Watermelon, cantaloupe, and red pepper salsa
(note: I think I'd bag the red pepper and jalapeno and use habs)
1-pound piece watermelon
1-pound piece cantaloupe
1/2 red bell pepper
1/2 small Vidalia onion, or other sweet onion
1/2 cup packed fresh cilantro
jalapeno to taste
2 tablespoons chopped fresh mint
1 tablespoon fresh lime juice
Remove rinds and seeds from melons and cut fruit into 1/4-inch dice. Cut
bell pepper into 1/4-inch dice. Finely chop onion, cilantro, and jalapeno.
In a bowl(hmmm or a twister board) toss together all ingredients and season
with salt. Makes about 4 cups.
Charred Tomato, Chiptole, and Mango Salsa
2/3 pound plum tomatoes (about 3 medium)
1 to 2 canned chipotle chiles in adobo
1/4 cup fresh lime juice
1 tablespoon honey, or to taste
1 ripe mango
Preheat broiler.
Quarter tomatoes and transfer to a shallow baking pan. Broil tomatoes 4
to 5 inches from heat until slightly charred, about 15 minutes. Seed
chipotles. In a blender or food processor puree tomatoes, chipotles, lime
juice, and honey until smooth.
Peel mango and finely chop. In a bowl stir together tomato mixture and
mango and season with salt. can be made one day ahead. makes about 1 1/2
cups. (another note: I am thinking I might peel off the charred tomato skin
before whizzing up the maters)
Spicey Pineapple, Apricot, and Jicama Salsa
1/2 small pineapple
1/2-pound piece jicama
3 oz dried apricots
1 small red onion
1/2 cups packed fresh cilantro
habaneros to taste
Peel pineapple and cut enough into 1/4-inch dice to measure 1 3/4 cups.
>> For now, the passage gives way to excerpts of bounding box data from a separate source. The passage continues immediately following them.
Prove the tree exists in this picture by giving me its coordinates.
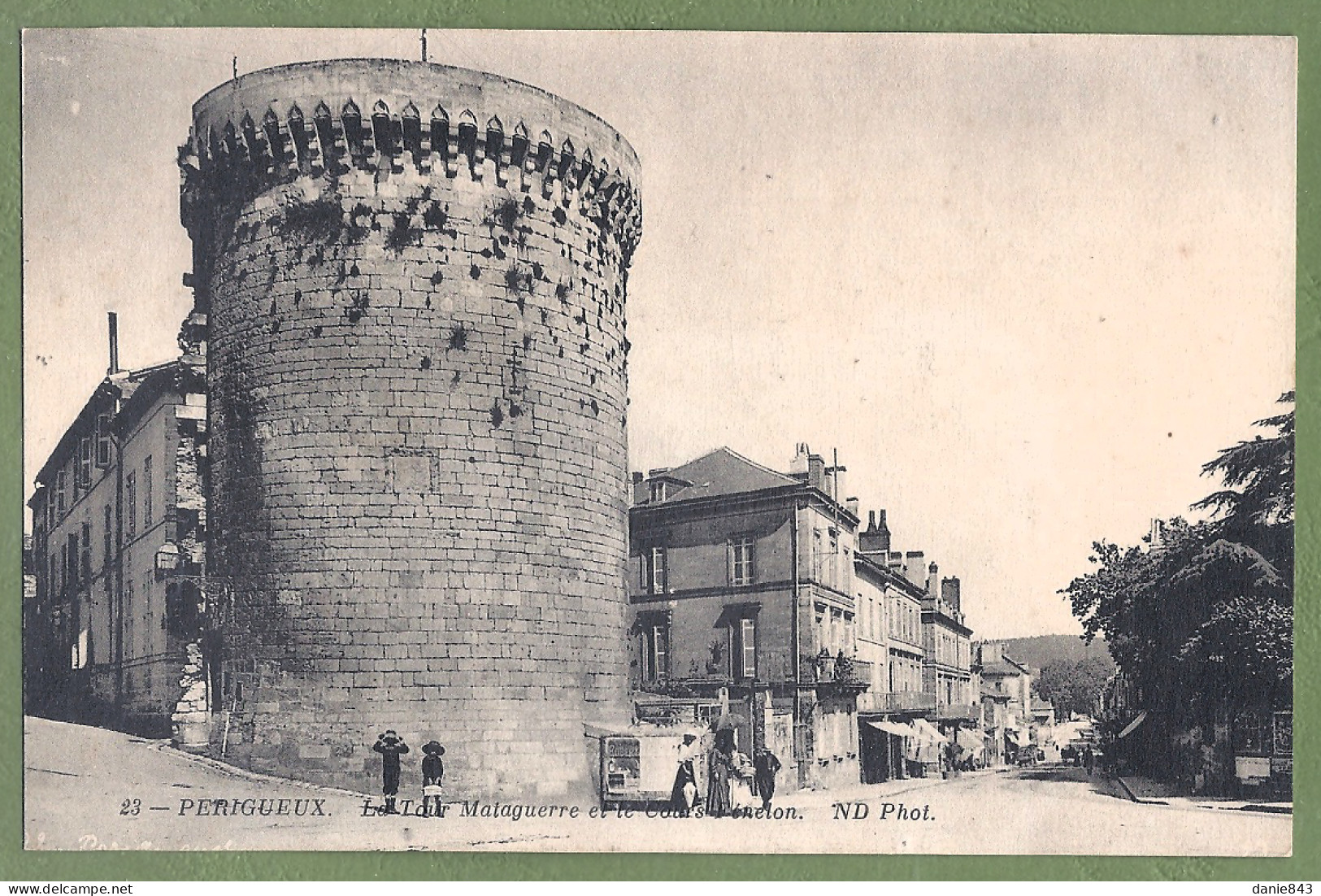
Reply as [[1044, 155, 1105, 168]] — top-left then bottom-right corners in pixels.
[[1062, 391, 1295, 715], [1034, 657, 1115, 719]]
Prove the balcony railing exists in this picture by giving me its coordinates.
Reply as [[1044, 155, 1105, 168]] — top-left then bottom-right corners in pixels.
[[936, 703, 981, 721], [799, 657, 872, 689], [858, 691, 936, 712]]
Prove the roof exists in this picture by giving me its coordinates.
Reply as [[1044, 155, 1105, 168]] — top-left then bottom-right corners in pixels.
[[37, 358, 197, 488], [641, 448, 801, 503]]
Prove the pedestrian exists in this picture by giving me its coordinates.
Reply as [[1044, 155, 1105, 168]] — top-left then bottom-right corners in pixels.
[[421, 740, 445, 818], [670, 733, 700, 818], [753, 750, 780, 810], [372, 729, 408, 816], [706, 731, 733, 818]]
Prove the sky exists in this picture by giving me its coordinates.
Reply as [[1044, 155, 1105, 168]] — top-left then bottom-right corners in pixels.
[[23, 29, 1296, 637]]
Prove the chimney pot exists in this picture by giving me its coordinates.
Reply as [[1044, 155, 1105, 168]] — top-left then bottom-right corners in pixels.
[[106, 311, 119, 376]]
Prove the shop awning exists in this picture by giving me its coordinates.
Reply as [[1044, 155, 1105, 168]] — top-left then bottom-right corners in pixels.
[[867, 721, 917, 737], [1119, 710, 1147, 737], [913, 719, 949, 744], [954, 729, 985, 753]]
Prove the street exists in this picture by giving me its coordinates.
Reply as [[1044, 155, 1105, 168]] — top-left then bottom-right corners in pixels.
[[24, 718, 1292, 856]]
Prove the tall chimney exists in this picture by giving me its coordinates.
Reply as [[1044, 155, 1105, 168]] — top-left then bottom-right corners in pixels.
[[941, 576, 963, 619], [858, 510, 890, 555], [106, 311, 119, 376], [807, 454, 826, 492], [904, 551, 926, 591]]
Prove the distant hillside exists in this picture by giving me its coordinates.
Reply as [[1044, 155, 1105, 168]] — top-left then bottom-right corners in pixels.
[[983, 634, 1115, 718], [996, 634, 1115, 670]]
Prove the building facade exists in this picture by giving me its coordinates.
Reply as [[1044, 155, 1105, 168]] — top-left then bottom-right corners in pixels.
[[24, 350, 210, 744], [628, 446, 873, 786], [854, 510, 936, 784], [918, 578, 980, 712]]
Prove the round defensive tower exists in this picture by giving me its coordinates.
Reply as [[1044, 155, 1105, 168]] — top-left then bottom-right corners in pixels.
[[180, 59, 641, 797]]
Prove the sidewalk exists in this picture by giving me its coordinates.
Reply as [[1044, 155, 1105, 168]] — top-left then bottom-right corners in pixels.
[[776, 765, 1012, 809], [1115, 774, 1293, 816]]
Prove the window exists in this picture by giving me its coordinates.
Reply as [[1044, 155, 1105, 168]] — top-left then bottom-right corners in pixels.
[[729, 535, 757, 587], [62, 533, 78, 589], [124, 473, 137, 538], [124, 581, 137, 658], [642, 547, 670, 594], [82, 522, 91, 581], [729, 615, 757, 678], [640, 615, 670, 682], [143, 455, 152, 531], [97, 414, 110, 469], [78, 436, 93, 490]]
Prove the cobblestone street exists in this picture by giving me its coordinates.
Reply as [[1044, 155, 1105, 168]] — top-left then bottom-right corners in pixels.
[[24, 718, 1292, 855]]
Peel jicama and cut into 1/4-inch dice. Coarsely chop apricots and chop
enough onion to measure 3/4 cup. Finely chop cilantro and chiles. In a
bowl toss together all ingredients and season with salt. May be made 6
hours ahead and chilled. Makes 4 cups.
There are a couple others but I'm not typing anymore!